Victoria was troubled, as she drove, over a question which had recurred to her many times since her talk that morning: had she been hypocritical in not telling her father that she had seen more of Austen Vane than she had implied by her silence? For many years Victoria had chosen her own companions; when the custom had begun, her mother had made a protest which Mr. Flint had answered with a laugh; he thought Victoria's judgment better than his wife's. Ever since that time the Rose of Sharon had taken the attitude of having washed her hands of responsibility for a course which must inevitably lead to ruin. She discussed some of Victoria's acquaintances with Mrs. Pomfret and other intimates; and Mrs. Pomfret had lost no time in telling Mrs. Flint about her daughter's sleigh-ride at the State capital with a young man from Ripton who seemed to be seeing entirely too much of Victoria. Mrs. Pomfret had marked certain danger signs, and as a conscientious woman was obliged to speak of them. Mrs. Pomfret did not wish to see Victoria make a mesalliance.

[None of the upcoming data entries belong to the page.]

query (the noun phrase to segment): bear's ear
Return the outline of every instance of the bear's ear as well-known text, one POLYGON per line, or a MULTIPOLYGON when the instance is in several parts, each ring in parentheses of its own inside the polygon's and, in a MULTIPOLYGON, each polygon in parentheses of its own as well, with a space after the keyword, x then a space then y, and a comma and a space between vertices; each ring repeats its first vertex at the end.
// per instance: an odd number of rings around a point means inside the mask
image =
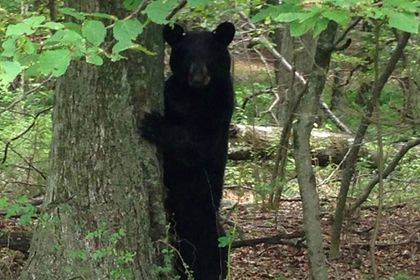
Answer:
POLYGON ((170 46, 178 42, 184 35, 184 28, 178 24, 174 24, 173 27, 167 24, 163 27, 163 39, 165 39, 170 46))
POLYGON ((235 36, 235 26, 225 21, 217 26, 213 34, 217 41, 227 46, 232 42, 233 36, 235 36))

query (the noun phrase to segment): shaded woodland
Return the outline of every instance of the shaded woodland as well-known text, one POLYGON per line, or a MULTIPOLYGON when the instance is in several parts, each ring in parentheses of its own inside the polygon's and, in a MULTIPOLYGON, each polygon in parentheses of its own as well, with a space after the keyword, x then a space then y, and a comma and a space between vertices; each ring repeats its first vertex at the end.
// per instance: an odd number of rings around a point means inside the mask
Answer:
POLYGON ((420 2, 0 0, 0 279, 176 279, 162 24, 230 21, 227 279, 420 279, 420 2))

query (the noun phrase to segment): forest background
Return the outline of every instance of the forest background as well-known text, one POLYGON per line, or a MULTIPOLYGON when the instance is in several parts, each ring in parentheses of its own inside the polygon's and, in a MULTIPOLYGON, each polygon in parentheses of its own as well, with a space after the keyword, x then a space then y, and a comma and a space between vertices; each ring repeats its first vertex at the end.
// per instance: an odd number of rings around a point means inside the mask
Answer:
POLYGON ((229 279, 418 279, 419 11, 0 1, 0 278, 175 279, 156 150, 135 124, 162 109, 160 26, 229 20, 229 279))

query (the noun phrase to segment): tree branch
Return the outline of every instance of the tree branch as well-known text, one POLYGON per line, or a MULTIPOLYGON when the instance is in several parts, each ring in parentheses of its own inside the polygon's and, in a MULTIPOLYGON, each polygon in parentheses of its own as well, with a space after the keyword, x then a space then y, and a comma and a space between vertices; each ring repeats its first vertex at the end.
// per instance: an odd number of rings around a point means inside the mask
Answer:
POLYGON ((350 25, 337 37, 334 41, 334 49, 338 48, 338 44, 340 44, 347 36, 347 34, 362 20, 362 17, 356 18, 354 21, 350 23, 350 25))
POLYGON ((169 13, 169 15, 166 17, 166 20, 172 19, 182 8, 187 5, 187 0, 181 0, 179 1, 178 5, 169 13))
MULTIPOLYGON (((244 20, 246 20, 246 22, 248 23, 248 25, 251 28, 256 29, 255 24, 253 24, 243 12, 240 12, 239 15, 244 20)), ((257 39, 257 41, 258 41, 258 43, 263 45, 276 59, 278 59, 287 71, 293 73, 294 76, 297 78, 297 80, 300 83, 302 83, 302 85, 306 86, 308 81, 305 79, 305 77, 301 73, 299 73, 295 70, 295 68, 284 58, 284 56, 282 56, 274 48, 273 44, 271 44, 270 41, 266 37, 260 36, 257 39)), ((330 118, 333 121, 334 124, 337 124, 337 127, 340 130, 345 131, 347 133, 351 133, 351 130, 342 121, 340 121, 340 119, 336 115, 334 115, 334 113, 328 108, 328 105, 325 102, 322 101, 322 103, 320 103, 320 106, 324 110, 324 112, 327 114, 328 118, 330 118), (328 108, 328 110, 325 110, 325 107, 328 108)))
POLYGON ((258 244, 285 244, 285 245, 299 245, 300 247, 305 247, 302 244, 303 237, 305 234, 303 232, 294 232, 294 233, 280 233, 274 236, 261 237, 254 239, 238 240, 232 243, 232 248, 246 247, 246 246, 255 246, 258 244), (297 242, 291 242, 290 239, 299 239, 297 242))
MULTIPOLYGON (((384 170, 383 179, 386 179, 389 174, 391 174, 395 168, 398 166, 398 163, 400 160, 405 156, 405 154, 415 146, 420 145, 420 138, 408 141, 406 144, 404 144, 401 149, 398 151, 398 153, 395 155, 395 157, 392 159, 392 161, 388 164, 388 166, 384 170)), ((354 202, 349 212, 353 213, 357 208, 362 205, 366 199, 369 197, 370 192, 373 190, 373 188, 378 184, 379 182, 379 175, 376 175, 370 182, 367 184, 363 194, 359 196, 359 198, 354 202)))
POLYGON ((334 223, 331 227, 331 247, 330 247, 330 258, 335 258, 338 255, 340 247, 340 235, 342 222, 344 219, 344 212, 346 208, 347 194, 349 191, 350 183, 353 178, 355 166, 360 151, 360 147, 365 138, 366 131, 371 123, 371 117, 375 110, 377 100, 381 95, 381 91, 394 71, 398 60, 400 59, 404 48, 408 43, 410 33, 404 32, 398 41, 398 44, 391 54, 385 69, 382 74, 376 79, 373 89, 372 98, 366 105, 365 115, 362 117, 359 128, 357 129, 356 135, 352 146, 350 147, 349 154, 344 162, 344 170, 341 179, 341 186, 338 193, 337 206, 334 213, 334 223))
POLYGON ((21 102, 22 100, 25 99, 25 97, 27 97, 28 95, 36 92, 37 90, 39 90, 42 86, 44 86, 46 83, 48 83, 49 81, 51 81, 52 76, 48 76, 47 79, 45 79, 44 81, 42 81, 38 86, 32 88, 31 90, 28 90, 27 92, 23 93, 22 96, 18 99, 16 99, 15 101, 13 101, 12 103, 9 104, 9 106, 7 106, 6 108, 0 110, 0 115, 3 114, 6 111, 9 111, 11 108, 13 108, 13 106, 15 106, 17 103, 21 102))
POLYGON ((7 141, 6 142, 6 146, 4 147, 4 152, 3 152, 3 159, 2 159, 2 161, 1 161, 1 164, 4 164, 5 162, 6 162, 6 159, 7 159, 7 151, 8 151, 8 149, 9 149, 9 146, 10 146, 10 144, 12 144, 12 142, 13 141, 15 141, 15 140, 17 140, 17 139, 19 139, 20 137, 22 137, 22 136, 24 136, 26 133, 28 133, 31 129, 32 129, 32 127, 34 127, 34 125, 35 125, 35 123, 36 123, 36 120, 37 120, 37 118, 40 116, 40 115, 42 115, 43 113, 45 113, 45 112, 47 112, 47 111, 49 111, 49 110, 51 110, 53 107, 48 107, 48 108, 46 108, 46 109, 44 109, 44 110, 42 110, 42 111, 40 111, 40 112, 38 112, 35 116, 34 116, 34 119, 33 119, 33 121, 32 121, 32 123, 24 130, 24 131, 22 131, 21 133, 19 133, 18 135, 16 135, 15 137, 13 137, 12 139, 10 139, 9 141, 7 141))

"My dear Fanny," Mrs. Flint had cried, lifting herself from the lace pillows, "what do you expect me to do especially when I have nervous prostration? I've tried to do my duty by Victoria--goodness knows--to bring her up--among the sons and daughters of the people who are my friends. They tell me that she has temperament--whatever that may be. I'm sure I never found out, except that the best thing to do with people who have it is to let them alone and pray for them. When we go abroad I like the Ritz and Claridge's and that new hotel in Rome. I see my friends there. Victoria, if you please, likes the little hotels in the narrow streets where you see nobody, and where you are most uncomfortable." (Miss Oliver, it's time for those seven drops.) "As I was saying, Victoria's enigmatical hopeless, although a French comtesse who wouldn't look at anybody at the baths this spring became wild about her, and a certain type of elderly English peer always wants to marry her. (I suppose I do look pale to-day.) Victoria loves art, and really knows something about it. She adores to potter around those queer places abroad where you see strange English and Germans and Americans with red books in their hands. What am I to do about this young man of whom you speak--whatever his name is? I suppose Victoria will marry him--it would be just like her. But what can I do, Fanny? I can't manage her, and it's no use going to her father. He would only laugh. Augustus actually told me once there was no such thing as social position in this country!"